I am very cynical about a Prime Minister who says, 'I am going to take control.' It's like when you're a kid and you say to someone, 'You can't come to my birthday party,' and then that kid turns around and says, 'I have decided not to go to your birthday party.' This is what the Prime Minister is effectively doing by saying, 'We've got a great waste reduction policy.' In reality, he is just trying to put an advertising agency employee's spin on a global situation—the ad man trying to turn a bad situation into something positive. We do know that there is so much more to do, and it is hard policy. To get Australians to reduce waste material, to reuse it and to recycle it as much as possible does come down to individual choices.
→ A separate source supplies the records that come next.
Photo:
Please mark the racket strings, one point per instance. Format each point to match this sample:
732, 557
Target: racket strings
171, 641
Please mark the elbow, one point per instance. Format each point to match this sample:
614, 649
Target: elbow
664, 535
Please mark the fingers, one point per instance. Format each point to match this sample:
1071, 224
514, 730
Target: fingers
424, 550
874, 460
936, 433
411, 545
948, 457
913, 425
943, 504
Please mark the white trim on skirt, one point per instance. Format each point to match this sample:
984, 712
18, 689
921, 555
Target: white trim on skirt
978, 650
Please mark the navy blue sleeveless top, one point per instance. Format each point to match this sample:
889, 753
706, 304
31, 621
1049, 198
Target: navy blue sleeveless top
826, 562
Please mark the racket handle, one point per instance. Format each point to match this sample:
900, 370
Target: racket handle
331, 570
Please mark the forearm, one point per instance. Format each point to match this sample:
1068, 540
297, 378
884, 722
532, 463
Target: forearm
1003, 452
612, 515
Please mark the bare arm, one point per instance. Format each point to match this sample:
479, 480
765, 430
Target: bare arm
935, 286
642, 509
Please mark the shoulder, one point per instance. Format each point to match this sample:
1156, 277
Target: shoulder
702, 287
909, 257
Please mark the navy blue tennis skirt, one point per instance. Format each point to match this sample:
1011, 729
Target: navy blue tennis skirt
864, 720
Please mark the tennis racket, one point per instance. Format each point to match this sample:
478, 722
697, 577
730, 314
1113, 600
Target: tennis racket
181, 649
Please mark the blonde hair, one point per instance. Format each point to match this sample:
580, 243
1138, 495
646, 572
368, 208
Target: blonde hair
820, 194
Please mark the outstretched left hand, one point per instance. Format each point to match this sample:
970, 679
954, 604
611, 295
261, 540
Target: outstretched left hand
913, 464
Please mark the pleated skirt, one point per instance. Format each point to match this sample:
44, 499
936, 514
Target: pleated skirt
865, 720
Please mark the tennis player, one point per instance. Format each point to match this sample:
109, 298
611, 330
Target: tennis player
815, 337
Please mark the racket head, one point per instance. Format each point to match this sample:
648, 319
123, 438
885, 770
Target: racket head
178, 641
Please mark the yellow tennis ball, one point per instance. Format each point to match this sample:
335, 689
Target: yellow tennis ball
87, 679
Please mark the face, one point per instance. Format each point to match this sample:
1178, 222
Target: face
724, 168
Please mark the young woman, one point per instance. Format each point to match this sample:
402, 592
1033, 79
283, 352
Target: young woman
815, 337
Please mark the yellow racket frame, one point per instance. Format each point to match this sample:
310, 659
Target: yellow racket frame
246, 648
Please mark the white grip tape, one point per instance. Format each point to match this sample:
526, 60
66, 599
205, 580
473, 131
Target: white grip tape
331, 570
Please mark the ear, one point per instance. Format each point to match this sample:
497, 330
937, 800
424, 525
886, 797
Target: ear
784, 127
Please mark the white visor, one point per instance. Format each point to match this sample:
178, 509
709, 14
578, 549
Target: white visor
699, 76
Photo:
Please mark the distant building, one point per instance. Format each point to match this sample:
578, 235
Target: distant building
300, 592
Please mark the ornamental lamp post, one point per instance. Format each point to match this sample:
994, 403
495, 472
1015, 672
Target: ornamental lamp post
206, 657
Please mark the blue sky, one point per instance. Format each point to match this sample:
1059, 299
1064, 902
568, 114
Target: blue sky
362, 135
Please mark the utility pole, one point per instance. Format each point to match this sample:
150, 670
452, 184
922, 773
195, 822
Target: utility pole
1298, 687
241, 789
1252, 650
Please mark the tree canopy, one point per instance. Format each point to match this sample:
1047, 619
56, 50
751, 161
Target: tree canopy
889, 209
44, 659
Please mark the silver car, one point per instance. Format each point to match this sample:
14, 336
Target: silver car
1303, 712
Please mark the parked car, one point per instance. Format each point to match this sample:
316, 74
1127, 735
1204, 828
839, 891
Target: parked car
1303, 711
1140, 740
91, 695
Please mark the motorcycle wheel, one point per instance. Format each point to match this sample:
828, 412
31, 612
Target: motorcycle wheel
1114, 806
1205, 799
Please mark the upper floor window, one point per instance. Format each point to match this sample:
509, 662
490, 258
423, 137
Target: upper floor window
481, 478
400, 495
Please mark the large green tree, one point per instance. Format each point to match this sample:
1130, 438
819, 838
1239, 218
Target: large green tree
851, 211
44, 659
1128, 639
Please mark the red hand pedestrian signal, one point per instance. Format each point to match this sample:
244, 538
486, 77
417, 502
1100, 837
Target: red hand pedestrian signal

I guess it is that classic intersection of the Liberal Party saying, 'Oh, no, it's just individual choices,' against the Labor Party saying, 'It's a collective responsibility.'
There are some things underway. I am glad to be a member of the committee chaired by the member for New England, with the deputy chair being the member for Cunningham, that is looking at recycling. We know it is a big problem confronting people. We heard from the member for Dunkley that it was suggested by one of her constituents that people ingest a credit-card's worth of plastic every week. There is the horrible figure of Australians producing 100 kilograms of plastic waste per capita every year. Obviously, we do make a bit of an effort to reduce waste, and we have changed. But, sadly, when you look back over the last 30 or 40 years, we see we are in a worse position than we were even in 2005. There is less infrastructure in Australia to deal with recycling now than there was in 2005. We know that the amount of plastic being produced is likely to increase and that part of big plastic's approach to business is to keep producing plastic well into the future.